個展に着くと、素晴らしい粘土作品に添えられた素敵な絵を見た。全部同一の作者が作った。粘土は幼少の頃から凄かったらしい。その人は、小説も書いていた。今回の個展は、その小説を自ら粘土作品と絵にしたものらしい。多才な人だ。名前を鈴木 裕一と言った。

「本当に来てくれたんだ!嬉しいよ」

男が声をかけてきた。私にじゃない、母にだ。

「鈴木さん、来ましたよ!」

その人、裕一さんに、私はその場で惚れた。

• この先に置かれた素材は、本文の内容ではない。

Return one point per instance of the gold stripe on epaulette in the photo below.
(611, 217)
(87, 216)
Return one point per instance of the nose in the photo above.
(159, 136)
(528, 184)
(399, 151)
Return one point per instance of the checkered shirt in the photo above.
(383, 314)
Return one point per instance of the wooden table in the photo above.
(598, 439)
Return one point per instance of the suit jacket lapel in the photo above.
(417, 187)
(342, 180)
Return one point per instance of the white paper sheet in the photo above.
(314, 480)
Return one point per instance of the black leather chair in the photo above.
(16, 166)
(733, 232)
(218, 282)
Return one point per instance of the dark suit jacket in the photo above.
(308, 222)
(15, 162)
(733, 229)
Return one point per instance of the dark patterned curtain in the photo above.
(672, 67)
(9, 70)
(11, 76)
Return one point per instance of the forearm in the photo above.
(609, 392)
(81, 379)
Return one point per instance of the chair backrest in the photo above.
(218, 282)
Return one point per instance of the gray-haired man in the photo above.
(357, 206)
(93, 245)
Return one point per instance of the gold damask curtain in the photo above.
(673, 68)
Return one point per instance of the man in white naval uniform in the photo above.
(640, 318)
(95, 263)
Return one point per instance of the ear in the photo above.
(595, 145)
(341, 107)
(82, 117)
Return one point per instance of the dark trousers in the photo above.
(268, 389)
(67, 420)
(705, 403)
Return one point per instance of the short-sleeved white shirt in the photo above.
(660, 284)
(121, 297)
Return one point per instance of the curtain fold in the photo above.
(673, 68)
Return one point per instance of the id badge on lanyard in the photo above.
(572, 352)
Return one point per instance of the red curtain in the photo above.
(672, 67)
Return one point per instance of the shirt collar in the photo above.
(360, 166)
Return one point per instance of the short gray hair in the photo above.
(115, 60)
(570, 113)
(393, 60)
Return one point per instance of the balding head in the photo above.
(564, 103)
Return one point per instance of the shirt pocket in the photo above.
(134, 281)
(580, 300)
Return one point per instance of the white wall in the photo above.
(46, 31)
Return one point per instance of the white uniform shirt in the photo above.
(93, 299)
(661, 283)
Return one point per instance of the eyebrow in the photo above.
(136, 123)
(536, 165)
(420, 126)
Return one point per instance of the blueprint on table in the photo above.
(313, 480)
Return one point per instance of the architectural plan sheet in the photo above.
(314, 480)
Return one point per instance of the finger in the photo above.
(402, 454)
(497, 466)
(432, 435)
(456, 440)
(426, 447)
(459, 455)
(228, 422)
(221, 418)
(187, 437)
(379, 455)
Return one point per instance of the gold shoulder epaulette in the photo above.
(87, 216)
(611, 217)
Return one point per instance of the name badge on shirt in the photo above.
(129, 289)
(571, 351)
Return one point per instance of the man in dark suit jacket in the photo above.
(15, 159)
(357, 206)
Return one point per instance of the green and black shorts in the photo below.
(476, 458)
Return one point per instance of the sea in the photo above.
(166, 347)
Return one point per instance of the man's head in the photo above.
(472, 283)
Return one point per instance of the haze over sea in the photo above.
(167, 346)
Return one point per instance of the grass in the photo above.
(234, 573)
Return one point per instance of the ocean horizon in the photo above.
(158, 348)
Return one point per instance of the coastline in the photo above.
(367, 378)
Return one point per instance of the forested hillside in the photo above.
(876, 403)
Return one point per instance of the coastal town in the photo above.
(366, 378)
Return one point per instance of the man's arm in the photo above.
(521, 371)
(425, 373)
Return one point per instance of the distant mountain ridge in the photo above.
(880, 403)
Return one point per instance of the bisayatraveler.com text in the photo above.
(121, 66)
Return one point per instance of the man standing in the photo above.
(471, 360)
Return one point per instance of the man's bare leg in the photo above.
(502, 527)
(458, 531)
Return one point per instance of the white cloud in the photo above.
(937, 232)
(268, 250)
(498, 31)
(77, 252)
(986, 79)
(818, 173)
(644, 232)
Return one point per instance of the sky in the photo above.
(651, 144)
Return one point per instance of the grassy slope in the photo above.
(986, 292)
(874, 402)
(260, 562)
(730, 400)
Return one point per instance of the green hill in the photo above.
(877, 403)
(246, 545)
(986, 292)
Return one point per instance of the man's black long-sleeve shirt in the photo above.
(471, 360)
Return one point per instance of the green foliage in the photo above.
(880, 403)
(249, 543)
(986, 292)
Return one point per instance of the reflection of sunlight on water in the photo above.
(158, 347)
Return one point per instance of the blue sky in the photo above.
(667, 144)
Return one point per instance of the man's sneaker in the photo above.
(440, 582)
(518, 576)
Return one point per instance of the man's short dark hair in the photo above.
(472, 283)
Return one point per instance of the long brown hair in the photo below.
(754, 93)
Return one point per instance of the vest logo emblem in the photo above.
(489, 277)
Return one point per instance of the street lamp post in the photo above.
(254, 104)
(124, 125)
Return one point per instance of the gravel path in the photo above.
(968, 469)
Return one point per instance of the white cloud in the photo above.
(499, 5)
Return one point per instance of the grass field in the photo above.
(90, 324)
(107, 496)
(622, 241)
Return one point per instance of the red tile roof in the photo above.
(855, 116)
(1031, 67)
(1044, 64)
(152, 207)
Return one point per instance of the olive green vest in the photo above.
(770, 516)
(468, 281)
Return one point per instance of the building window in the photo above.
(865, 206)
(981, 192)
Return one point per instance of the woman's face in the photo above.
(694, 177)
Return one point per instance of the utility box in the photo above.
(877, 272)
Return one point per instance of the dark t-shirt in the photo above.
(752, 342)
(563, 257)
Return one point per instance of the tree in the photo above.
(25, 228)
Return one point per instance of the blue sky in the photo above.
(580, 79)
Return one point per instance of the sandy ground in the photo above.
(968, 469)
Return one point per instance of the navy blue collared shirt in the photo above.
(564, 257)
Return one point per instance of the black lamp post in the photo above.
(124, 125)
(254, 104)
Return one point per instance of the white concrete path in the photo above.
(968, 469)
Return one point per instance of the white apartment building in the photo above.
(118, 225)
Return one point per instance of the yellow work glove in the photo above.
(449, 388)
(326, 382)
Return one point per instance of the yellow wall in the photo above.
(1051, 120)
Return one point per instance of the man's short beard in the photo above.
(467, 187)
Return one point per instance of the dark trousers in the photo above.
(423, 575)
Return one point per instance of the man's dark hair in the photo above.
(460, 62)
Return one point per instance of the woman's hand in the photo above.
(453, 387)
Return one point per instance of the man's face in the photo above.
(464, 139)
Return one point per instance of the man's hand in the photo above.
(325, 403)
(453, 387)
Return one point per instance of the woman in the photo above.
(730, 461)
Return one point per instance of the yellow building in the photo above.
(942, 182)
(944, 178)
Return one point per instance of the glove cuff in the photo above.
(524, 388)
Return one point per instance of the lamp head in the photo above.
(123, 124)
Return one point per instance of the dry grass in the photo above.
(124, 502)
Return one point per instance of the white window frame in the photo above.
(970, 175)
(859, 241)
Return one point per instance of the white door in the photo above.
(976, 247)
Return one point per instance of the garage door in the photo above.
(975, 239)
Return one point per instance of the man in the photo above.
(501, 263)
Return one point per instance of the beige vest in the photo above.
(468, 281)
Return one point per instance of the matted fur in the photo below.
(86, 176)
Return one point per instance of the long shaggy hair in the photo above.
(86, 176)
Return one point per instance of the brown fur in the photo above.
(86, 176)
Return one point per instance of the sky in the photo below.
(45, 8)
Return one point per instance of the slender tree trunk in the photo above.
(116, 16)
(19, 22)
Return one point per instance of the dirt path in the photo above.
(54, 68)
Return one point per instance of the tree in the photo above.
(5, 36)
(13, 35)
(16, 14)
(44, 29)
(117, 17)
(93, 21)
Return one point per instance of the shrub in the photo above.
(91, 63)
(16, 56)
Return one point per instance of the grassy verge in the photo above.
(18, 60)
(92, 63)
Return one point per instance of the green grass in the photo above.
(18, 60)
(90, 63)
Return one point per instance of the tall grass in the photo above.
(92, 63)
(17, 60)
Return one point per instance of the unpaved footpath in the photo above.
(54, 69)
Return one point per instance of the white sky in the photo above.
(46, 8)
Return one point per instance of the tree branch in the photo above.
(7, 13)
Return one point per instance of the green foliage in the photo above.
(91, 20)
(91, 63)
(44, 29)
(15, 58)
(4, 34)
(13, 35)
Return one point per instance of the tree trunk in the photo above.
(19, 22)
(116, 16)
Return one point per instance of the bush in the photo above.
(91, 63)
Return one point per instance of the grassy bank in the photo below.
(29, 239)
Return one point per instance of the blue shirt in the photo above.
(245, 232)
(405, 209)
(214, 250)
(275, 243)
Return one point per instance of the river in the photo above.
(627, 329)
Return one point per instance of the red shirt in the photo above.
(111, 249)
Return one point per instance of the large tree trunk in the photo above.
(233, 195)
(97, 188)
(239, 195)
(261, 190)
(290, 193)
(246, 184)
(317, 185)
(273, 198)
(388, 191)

作品に引き込まれたのもあったし、色白で、服装はある程度身なりを整えているだけで全身で五千円しなさそうだった。そんな所が、彼の気張らない内面を表しているようで安心感があった。それになんと言っても顔が好み。
私は、顔だけは人から褒められてきて自信があったので、思い切って自分の連絡先を教えた。
「これ、良かったら連絡してください。今度ご飯でも一緒にどうですか?」
「あぁ、いいですね。楽しそうだ」
そう言って裕一さんは受け取ってくれた。

次の日の朝、携帯に裕一さんから食事の誘いが来ていた。返信をして、約束を取り付けた。一人で遠出するのは怖いので、待ち合わせは私の家の近所のカフェにして貰った。遅刻したが、許してくれた。
そうして逢瀬を重ねて、ある日怒鳴られた。

「君はどうして、そう、こう、非常識なんだ!ダメ人間だ!」

言いつつ、いつも私のフォローをしてくれる裕一さんに、私は惹かれていった。